Eve - Let There Be Eve... Ruff Ryder's First Lady, 1999. I've never been too big on Philadelphian rapper Eve or her debut album which launched her a pretty successful career; becoming a double-platinum seller, the second album to debut at #1 by a female rapper and landed the top 40 hits ("Gotta Man," Love is Blind," "What Ya'll Want"). It's a decent set, but nothing remarkable. Best: Love is Blind. (3/5)

Khia - Thug Misses, 2002. In 2002 Philadelphian rapper Khia landed the controversial hit of the summer ("My Neck My Back") unfortunately also delivered one of the most pathetic excuses for a hip-hop album in the history of the genre. Essential track: My Neck My Back (1/5)

Missy Elliot - Under Construction, 2002. 2002 was a stellar year for Missy Elliot. As well as delivering her fourth album that met with critical acclaim--it also landed her the massive chart smash "Work It," and earned the rapper a Grammy nomination for Album of the Year, losing out to hip-hop duo OutKast's Speakerboxxx/The Love Below. It's less interesting than Supa Dupa Fly but it was more contemporary. Essential track: Work It. (4.5/5)
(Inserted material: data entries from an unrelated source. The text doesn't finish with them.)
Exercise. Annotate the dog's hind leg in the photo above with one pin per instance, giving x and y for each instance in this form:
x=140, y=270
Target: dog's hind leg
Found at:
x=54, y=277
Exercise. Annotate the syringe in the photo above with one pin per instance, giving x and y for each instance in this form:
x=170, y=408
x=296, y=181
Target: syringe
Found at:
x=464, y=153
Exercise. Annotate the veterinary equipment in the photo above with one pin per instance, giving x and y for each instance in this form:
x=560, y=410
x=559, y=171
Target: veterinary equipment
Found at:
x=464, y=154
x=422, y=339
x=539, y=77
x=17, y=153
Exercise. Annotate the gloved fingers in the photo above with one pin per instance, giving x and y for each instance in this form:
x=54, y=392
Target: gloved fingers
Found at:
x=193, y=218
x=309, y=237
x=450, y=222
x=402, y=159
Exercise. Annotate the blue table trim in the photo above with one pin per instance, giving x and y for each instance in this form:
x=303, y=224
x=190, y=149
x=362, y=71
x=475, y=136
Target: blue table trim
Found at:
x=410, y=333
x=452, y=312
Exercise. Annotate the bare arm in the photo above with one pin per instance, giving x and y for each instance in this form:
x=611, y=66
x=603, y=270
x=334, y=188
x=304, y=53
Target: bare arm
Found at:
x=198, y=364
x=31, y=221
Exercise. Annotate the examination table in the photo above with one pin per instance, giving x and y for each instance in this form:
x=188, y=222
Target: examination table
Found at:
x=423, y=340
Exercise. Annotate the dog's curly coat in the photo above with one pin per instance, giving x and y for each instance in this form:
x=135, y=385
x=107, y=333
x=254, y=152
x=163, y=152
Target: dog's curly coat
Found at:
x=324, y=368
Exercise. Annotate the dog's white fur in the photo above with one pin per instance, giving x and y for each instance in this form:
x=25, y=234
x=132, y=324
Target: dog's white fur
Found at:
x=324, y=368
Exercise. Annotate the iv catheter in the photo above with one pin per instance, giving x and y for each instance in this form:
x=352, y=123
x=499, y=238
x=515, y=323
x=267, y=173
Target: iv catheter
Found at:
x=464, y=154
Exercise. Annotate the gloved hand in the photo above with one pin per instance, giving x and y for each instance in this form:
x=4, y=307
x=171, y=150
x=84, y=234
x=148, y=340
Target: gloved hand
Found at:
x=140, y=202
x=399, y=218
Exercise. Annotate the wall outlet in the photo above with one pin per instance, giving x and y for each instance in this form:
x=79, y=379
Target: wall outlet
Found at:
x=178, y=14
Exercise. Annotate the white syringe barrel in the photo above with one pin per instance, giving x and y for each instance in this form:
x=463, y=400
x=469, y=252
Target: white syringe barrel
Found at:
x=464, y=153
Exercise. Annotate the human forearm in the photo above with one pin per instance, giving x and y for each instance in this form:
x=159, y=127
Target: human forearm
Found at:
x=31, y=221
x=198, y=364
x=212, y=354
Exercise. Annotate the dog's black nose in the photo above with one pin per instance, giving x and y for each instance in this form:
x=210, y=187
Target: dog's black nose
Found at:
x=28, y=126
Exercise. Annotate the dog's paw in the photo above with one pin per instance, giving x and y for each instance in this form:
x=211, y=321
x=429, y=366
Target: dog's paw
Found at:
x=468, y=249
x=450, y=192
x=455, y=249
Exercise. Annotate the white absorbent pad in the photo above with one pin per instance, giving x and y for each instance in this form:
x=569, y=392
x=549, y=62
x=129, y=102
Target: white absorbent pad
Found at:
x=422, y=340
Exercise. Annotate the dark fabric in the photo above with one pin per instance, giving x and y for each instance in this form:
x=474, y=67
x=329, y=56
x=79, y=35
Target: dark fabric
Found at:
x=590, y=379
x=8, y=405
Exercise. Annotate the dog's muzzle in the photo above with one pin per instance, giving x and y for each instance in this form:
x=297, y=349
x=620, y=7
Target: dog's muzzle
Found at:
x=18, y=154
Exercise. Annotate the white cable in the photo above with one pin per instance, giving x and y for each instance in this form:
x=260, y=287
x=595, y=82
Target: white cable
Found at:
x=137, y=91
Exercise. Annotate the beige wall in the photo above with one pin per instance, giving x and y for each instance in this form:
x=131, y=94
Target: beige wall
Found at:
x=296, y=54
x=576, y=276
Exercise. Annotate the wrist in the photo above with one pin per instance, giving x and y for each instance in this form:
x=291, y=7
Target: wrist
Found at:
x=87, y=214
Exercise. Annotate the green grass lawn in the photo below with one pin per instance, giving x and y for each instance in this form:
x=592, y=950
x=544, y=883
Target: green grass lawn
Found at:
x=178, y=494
Trina - Glamourest Life, 2005. Looking back on the 2000's picking albums that highlights the popularity of female rap is becoming tedious. I don't think Miami based rapper Trina actually had an album that sparked a lot of interest, however her fairly enjoyable third album landed her highest charting solo single "Here We Go" featuring Kelly Rowland. Best: Here We Go. (3.5/5)

Lil Mama - VYP (Voice of the Young People), 2008. You may remember her for crashing Jay-Z and Alicia Keys' performance at the 2008 VMA's but Lil Mama used to have a promising career. Before the release of her debut album, she landed two top 10 hits ("Lipgloss" and "Shawty Get Loose") then the album flopped and it was all over. It was quite a shame too, it was a pretty good set. I particularly like society-driven message of "L.I.F.E." Best: L.I.F.E. (3.5/5)


J.Mensah said...

MC Lyte should have been feature but I couldn't get her album :/

Mel said...

Look at you with your fancy new layout. BRB while I read all your new posts. :) xoxo

J.Mensah said...

Ahhh look at you commenting like it's your daily routine! Ooh! Have you seen Willow Smith's video?